Zu dieser Textvorlage fügt Bach nun weitere Texte ein: einmal den kompletten Passionstext nach Matthäus Kap. 26 und 27, den er allerdings nicht nach Kapiteln aufteilt und Choralstrophen aus dem Evangelischen Kirchengesangbuch. Es erscheint allerdings unklar, ob bei den freien Dichtungen nicht doch noch Bachs Einfluß mitgewirkt hat, dies muß jedoch gegenwärtig offenbleiben.

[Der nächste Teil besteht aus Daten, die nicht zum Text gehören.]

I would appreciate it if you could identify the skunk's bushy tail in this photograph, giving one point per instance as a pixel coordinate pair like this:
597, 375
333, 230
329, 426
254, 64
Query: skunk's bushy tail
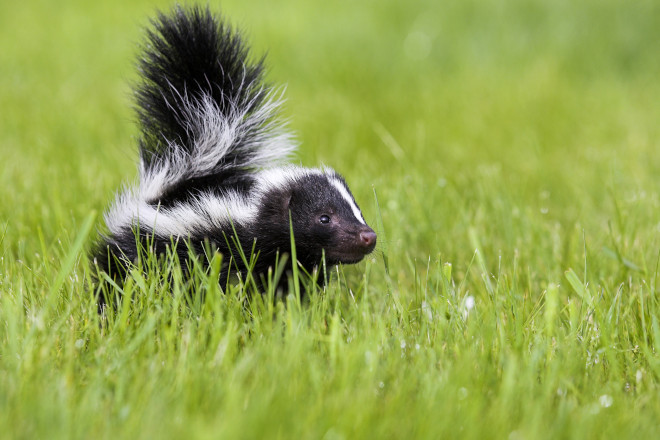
204, 111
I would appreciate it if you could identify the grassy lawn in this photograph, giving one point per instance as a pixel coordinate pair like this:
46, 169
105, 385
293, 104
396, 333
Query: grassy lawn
507, 153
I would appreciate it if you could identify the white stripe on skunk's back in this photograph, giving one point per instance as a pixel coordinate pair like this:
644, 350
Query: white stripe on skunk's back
204, 212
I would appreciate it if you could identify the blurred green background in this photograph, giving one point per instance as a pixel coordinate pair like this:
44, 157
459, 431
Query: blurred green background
527, 129
484, 111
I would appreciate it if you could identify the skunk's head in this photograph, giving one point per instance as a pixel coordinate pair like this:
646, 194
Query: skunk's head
325, 218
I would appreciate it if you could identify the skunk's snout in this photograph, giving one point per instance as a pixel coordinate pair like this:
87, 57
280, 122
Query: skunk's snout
368, 240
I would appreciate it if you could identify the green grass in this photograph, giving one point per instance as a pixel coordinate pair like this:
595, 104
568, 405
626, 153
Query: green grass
514, 150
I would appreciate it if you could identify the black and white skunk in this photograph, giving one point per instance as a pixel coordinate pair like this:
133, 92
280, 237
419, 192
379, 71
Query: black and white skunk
210, 145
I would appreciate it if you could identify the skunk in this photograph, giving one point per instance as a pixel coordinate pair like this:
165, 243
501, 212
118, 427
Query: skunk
210, 173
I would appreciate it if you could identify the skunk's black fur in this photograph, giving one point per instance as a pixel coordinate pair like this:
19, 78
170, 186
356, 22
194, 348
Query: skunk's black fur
209, 149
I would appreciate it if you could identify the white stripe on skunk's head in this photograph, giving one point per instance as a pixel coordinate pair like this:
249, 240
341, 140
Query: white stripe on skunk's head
326, 219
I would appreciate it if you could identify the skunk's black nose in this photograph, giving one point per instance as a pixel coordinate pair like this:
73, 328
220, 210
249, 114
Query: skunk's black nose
368, 239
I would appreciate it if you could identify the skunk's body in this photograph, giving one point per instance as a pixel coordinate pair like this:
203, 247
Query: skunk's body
209, 150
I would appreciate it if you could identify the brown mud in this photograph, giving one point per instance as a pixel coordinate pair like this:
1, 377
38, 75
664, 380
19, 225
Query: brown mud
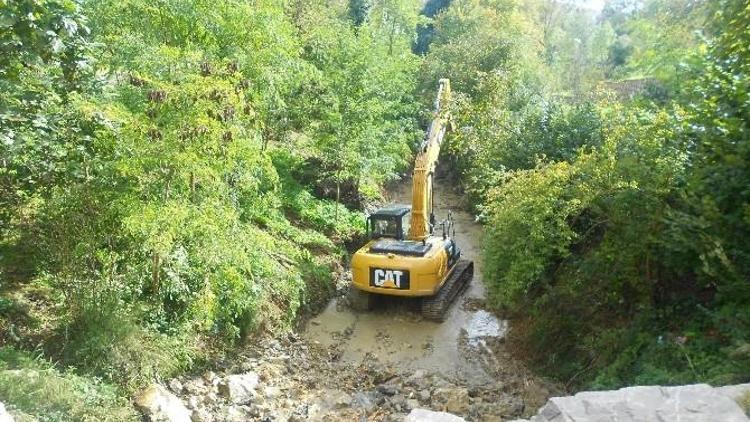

Gegenüber einem Passionsoratorium sind die handelnden Personen nicht explizit genannt: so wird die Figur des "Evangelista" und "Jesus" immer genannt, zusammen mit dem Hinweis auf die Stimmlage Tenor bzw. Baß. Ebenso genannt wird "Judas", dem die Stimmlage des Basses zugeordnet wird. Benannt werden ferner zwei "Testis"(Zeugen) im Alt und Tenor, der "Pontifex"(Hohepriester) im Baß, zwei "Ancillae" (Mägde); im Sopran, "Pilatus" im Baß, dessen Frau "Uxor..." im Sopran und "Petrus", Baß, der eine eher untergeordnete Rolle spielt. Jedoch hat keiner der genannten Personen irgendwo tragende Funktion, sie werden bestenfalls benötigt, um in den Rezitativen auf kommende Chor- oder Arienpassagen hinzuweisen. Die Ausführenden der Arien bleiben namenlos und lassen sich nur erahnen: z.B. in der Bethanien-Szene (NBA 4c - 6) ließe sich die Figur der Maria Magdalena (Schwester der Martha) konstruieren -
Es ist unter Theologen noch umstritten, ob in der besprochenen Szene Maria Magdalena das Nardenwasser auf Jesus gießt , vgl. Mark. 14,3-8; Joh. 12, 1-7). Es gibt einen Streit darüber, ob die "Sünderin" und Maria Magdalena anhand dieser Szene identifiziert werden können und ob die Salbung Buße oder Wohltat sein soll. (MS)
- wäre die Ausführung der Altpartie nicht durch einen Mann vorgesehen, da zu Bachs Zeit Frauen im Chor nichts zu suchen hatten und eine Alt-Partie im Gegensatz zur Romantik eben nicht mit einer sinnlichen Frau verbunden wurde (Zum Problem der Falsettisten vgl. MGG "Tenor" 239; Harnoncourt 1987 lO9 f ). Nach Theill (Theill S.61) liegt den vier Stimmen eine bestimmte Aussage zugrunde und diese liegt in der Vermittlung des göttlichen Heils: Demnach ist der Baß der Heilträger, der Tenor der Heilsvermittler, der Alt Heilsbedürftiger und der Sopran der Heilsgewisse. Diese Theorie läßt sich auch bis zu einem gewissen Grad nachweisen. z.B. Alt-Arie "Erbarme dich", Tenor als Berichterstatter, jedoch gibt es genug Gegenbeispiele: Warum wäre dann die Figur des Christus und Judas oder des Pontifex mit dem Baß besetzt, warum die Arie "Gebt mir meinen Jesus wieder" dann nicht mit dem Alt, statt mit dem Baß besetzt? Christus als Baß hat Tradition, falsche Zeugen, Verräter, Judas etc. würde man dagegen eher im Tenor ansiedeln, und hat es auch eine lange Zeit getan (MGG a.a.O.). Einen Aufschluß gibt das letzte Rezitativ (NBA 67), in dem alle vier Stimmen noch einmal zu Wort kommen:

Baß  :     Nun ist der Herr zur Ruh' gebracht...
Tenor:   
Die Müh' ist aus, die uns're Sünden ihm gemacht.
Alt :       
O selige Gebeine, seht, wie ich euch mit Buß und Reu beweine,
               daß euch mein Fall in solche Not gebracht!
Sopran: 
Habt lebenslang vor euer Leiden tausend Dank, daß ihr mein Seelenheil so wert geacht'.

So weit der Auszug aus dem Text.